The form of exercise that the average human can maintain for prolonged periods in order to maximize calorie burn is, indeed, walking (Zone 2). This is preferable over sprinting or high-intensity interval training, which can clock in at Zones 4 or 5, and rev our metabolisms into overdrive.
The #HotGirlWalk trend does have merit. Remember, when it comes to fat loss, it is not so much about fitness modality, meaning what type of workout you do. It is the duration of the activity that counts.
Intra-workout, your Apple Watch will calculate your MHR and Heart Rate Zone for you. To view your Heart Rate Zone during a cardio workout, ensure you've entered your birthday into the Health App.
You also have the option to manually enter your preferred zones. Go to Settings > Workout > Heart Rate Zones and manually enter them.
To view your Heart Rate Zone during exercise, launch the workout app on your Apple Watch, select a workout that is cardio-based, and spin the Digital Crown.
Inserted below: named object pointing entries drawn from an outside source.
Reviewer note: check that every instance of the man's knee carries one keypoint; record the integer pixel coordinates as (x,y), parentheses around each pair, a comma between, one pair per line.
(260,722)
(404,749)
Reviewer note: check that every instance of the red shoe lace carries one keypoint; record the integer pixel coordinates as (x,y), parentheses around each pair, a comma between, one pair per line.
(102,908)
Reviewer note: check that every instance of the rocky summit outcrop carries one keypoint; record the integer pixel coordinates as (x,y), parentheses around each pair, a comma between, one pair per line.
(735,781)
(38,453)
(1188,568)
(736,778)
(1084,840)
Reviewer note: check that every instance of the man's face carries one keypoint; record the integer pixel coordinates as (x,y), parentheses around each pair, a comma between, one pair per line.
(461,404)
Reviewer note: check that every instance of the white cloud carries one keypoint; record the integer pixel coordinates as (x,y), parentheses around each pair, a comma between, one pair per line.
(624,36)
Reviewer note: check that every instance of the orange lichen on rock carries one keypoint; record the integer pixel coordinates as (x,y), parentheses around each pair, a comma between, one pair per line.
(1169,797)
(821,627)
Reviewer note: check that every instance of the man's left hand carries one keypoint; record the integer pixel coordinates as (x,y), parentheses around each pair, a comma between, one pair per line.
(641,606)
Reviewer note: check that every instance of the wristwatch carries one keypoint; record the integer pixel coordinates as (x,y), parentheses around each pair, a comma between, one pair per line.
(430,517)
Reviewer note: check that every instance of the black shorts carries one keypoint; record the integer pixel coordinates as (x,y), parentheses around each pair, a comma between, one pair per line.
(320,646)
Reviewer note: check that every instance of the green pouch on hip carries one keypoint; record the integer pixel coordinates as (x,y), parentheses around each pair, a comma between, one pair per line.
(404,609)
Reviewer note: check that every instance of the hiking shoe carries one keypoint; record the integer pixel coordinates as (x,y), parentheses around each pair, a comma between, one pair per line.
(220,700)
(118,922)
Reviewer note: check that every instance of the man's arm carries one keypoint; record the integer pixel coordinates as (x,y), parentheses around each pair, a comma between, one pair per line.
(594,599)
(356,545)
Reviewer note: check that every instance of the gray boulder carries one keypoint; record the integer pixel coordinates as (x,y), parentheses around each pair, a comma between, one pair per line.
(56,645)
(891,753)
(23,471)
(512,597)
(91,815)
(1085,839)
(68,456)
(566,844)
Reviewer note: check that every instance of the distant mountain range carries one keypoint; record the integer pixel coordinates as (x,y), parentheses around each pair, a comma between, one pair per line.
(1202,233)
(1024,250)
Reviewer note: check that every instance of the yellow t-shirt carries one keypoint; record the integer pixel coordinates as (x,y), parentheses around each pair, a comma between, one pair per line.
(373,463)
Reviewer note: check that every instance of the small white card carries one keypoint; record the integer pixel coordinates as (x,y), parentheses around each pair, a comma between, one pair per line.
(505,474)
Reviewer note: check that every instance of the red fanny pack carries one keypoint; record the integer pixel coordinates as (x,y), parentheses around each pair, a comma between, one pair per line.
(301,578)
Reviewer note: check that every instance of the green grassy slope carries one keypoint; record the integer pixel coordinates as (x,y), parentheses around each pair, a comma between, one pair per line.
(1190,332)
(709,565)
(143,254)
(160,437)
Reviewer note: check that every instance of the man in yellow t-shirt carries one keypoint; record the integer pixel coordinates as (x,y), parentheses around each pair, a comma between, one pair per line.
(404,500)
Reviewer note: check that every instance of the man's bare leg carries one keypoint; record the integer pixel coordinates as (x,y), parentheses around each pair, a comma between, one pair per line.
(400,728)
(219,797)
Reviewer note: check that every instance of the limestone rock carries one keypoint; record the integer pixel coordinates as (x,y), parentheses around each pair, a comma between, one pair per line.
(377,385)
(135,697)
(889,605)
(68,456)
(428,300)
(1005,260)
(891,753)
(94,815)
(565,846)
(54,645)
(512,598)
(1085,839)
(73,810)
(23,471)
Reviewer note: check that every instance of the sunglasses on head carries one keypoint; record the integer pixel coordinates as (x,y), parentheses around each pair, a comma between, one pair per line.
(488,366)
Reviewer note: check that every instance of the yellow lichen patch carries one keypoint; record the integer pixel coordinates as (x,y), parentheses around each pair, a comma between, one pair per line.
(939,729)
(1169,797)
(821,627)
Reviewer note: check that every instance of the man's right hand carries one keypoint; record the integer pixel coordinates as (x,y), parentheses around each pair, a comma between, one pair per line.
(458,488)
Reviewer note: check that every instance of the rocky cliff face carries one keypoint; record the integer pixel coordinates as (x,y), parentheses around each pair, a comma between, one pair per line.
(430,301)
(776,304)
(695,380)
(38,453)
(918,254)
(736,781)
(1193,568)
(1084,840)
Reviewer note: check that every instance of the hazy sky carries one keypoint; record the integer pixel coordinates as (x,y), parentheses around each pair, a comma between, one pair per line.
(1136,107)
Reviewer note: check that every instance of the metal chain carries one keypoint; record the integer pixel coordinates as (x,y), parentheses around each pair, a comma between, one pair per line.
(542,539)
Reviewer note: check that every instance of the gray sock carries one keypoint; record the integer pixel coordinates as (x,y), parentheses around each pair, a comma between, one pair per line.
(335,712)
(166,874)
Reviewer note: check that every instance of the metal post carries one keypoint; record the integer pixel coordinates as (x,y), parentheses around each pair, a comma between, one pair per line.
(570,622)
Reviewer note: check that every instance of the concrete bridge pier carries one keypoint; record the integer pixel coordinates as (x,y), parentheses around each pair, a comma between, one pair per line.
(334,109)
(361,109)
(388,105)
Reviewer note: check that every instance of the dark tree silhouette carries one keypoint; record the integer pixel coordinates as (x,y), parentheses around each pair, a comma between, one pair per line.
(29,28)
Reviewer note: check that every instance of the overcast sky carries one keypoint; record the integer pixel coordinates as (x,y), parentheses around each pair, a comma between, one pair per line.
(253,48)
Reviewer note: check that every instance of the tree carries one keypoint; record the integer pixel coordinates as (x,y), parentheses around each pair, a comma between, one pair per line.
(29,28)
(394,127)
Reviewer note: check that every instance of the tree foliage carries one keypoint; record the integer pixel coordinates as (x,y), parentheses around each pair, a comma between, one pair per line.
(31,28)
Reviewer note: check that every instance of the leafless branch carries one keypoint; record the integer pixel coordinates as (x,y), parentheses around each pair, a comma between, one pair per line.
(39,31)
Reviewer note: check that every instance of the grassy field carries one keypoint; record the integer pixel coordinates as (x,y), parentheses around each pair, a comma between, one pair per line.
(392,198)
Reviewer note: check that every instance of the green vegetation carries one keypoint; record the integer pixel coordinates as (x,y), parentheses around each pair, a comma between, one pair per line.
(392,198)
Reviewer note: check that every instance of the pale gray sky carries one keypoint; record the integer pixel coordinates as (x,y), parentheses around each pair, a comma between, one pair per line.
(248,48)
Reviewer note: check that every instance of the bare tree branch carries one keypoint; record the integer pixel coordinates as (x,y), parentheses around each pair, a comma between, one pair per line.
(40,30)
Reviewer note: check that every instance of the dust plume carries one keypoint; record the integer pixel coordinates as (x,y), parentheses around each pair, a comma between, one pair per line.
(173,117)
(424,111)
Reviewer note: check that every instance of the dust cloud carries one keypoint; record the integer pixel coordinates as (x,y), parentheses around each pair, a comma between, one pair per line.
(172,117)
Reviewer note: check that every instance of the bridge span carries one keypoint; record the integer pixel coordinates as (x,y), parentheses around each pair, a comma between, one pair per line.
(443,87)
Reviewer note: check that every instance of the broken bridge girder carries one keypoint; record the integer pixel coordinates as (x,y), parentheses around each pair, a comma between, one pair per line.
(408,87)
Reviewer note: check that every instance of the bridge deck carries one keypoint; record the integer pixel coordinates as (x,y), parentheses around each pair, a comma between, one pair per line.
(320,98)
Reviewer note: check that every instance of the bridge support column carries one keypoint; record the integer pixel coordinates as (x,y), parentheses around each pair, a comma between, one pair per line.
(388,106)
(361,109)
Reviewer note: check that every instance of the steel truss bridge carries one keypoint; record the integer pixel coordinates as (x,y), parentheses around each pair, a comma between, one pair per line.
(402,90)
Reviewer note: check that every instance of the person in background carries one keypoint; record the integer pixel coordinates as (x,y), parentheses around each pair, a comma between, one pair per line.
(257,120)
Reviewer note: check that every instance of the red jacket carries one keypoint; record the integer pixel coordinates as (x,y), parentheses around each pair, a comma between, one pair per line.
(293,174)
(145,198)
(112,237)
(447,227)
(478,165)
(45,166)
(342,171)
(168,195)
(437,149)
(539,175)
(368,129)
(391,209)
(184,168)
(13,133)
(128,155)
Your watch will also display BPM, time spent in your current zone, and average heart rate on the same screen.
If you're looking to stay in Zone 2 but find yourself stagnating in a higher or lower zone, adjust the speed or intensity of your workout accordingly to hit your target zone.
Most importantly, no matter what you do to lose fat this holiday season, aim to get the American Heart Association's recommendation of 150 minutes of elevated heart rate activity weekly.